If this bill does get passed, “I have no doubt that it will spur neighbouring countries into action to introduce similar regulatory frameworks”, Hernandez added.

‘A step in the right direction’

In addition to providing definitions and a registration requirement, the bill lays down principles and general guidelines that should be considered by crypto service providers when doing business in Brazil.

These include principles such as good governance practices, data protection and prevention of money laundering.

“It’s certainly a step in the right direction as far as mitigating potential risks,” said Hernandez.

However, Brancher noted that the real impact of the crypto framework is expected to unfold once the central bank lays out specific rules for the industry.

Regulatory aspects such as the authorisation process and withdrawals, transfer of control, mergers, incorporations, statutory bodies and administrators, supervision of activities, and defining situations in which the activities will be subject to foreign exchange regulation, have yet to be determined by the regulatory body.

“As these regulatory aspects will be further provided in the regulation, the provision of services involving virtual assets should not be affected, from a regulatory perspective, immediately after the bill is approved but will depend on the enactment of rules by the regulatory authority,” Brancher explained.

Dispute over segregation of assets

One of the main issues that spurred lengthy disputes between policymakers was the provision regarding the segregation of assets.

In April, the Senate approved the bill with language requiring crypto service providers to segregate their assets from the assets of their clients.

Such a provision would have been particularly useful in light of this year’s turmoil in the crypto markets and the recent collapse of FTX, which was largely the result of the company improperly transferring around $10bn in customer funds to its hedge fund Alameda Research.

However, the Chamber of Deputies decided to drop the requirement, arguing that it could be an obstacle to innovation and competition. Lawmakers added that the central bank may later revisit the matter and issue regulations as it sees fit.

“In the midst of the FTX fallout, institutional and retail investors alike are understandably concerned about the misuse of customer funds,” Hernandez said, adding that this “will have to be addressed down the line in order to rebuild trust in centralised entities”.

High adoption, FTX fallout prompt legislative action

The bill had been seven years in the making before Congress agreed on the final version on November 30.

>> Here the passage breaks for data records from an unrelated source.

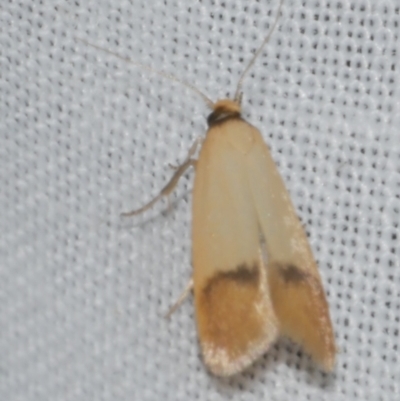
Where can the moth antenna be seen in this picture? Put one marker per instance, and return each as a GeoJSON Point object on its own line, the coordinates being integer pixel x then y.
{"type": "Point", "coordinates": [238, 95]}
{"type": "Point", "coordinates": [163, 74]}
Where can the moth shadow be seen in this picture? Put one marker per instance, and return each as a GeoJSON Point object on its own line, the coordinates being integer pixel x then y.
{"type": "Point", "coordinates": [284, 352]}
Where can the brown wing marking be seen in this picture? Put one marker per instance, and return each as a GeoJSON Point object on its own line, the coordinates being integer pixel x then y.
{"type": "Point", "coordinates": [302, 310]}
{"type": "Point", "coordinates": [234, 318]}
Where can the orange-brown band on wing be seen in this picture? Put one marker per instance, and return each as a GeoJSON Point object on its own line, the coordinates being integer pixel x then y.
{"type": "Point", "coordinates": [232, 316]}
{"type": "Point", "coordinates": [300, 305]}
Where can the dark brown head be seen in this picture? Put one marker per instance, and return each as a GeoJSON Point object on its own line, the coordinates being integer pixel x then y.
{"type": "Point", "coordinates": [224, 110]}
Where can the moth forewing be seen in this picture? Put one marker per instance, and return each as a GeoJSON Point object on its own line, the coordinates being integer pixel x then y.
{"type": "Point", "coordinates": [296, 290]}
{"type": "Point", "coordinates": [234, 314]}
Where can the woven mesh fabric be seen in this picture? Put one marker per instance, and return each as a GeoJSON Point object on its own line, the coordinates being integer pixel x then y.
{"type": "Point", "coordinates": [85, 136]}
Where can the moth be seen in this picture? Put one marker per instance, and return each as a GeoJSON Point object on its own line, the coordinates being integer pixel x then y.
{"type": "Point", "coordinates": [254, 274]}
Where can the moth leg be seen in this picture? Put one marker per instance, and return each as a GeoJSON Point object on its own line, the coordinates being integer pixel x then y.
{"type": "Point", "coordinates": [166, 190]}
{"type": "Point", "coordinates": [182, 297]}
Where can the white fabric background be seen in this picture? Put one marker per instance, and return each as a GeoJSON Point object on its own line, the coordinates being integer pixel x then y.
{"type": "Point", "coordinates": [85, 136]}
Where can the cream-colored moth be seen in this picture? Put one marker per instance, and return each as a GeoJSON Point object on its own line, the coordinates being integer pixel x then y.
{"type": "Point", "coordinates": [240, 208]}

During this time, the use of cryptocurrencies in Brazil has been growing rapidly, both as an investment asset and as a means of payment.

Crypto proponents say it can ease many of the pain points in traditional finance in the region, including costly remittances and financial inclusion, while it can serve as a store of value in the face of skyrocketing inflation.

Meanwhile, large market players, such as neobank Nubank and e-commerce giant Mercado Libre, have announced the launch of their own digital token in Brazil.

“Brazil is a hub for crypto innovation that has already embraced cutting-edge initiatives, such as Nubank and the Mercado coin,” according to Hernandez, who believes regulation “would only accelerate this trend”.

“If passed, this bill would give more crypto projects the green light to set up shop in Brazil, but this time with clearer regulatory guidance — which will enable more businesses to integrate cryptocurrencies, particularly bitcoin, as a payment method,” he added.

The bill is now in the hands of outgoing President Jair Bolsonaro, who has until December 21 to sign the bill into law or veto it.

According to Cointelegraph, the bill has the backing of both the current government and the new government to be formed by President-elect Luiz Inácio Lula da Silva.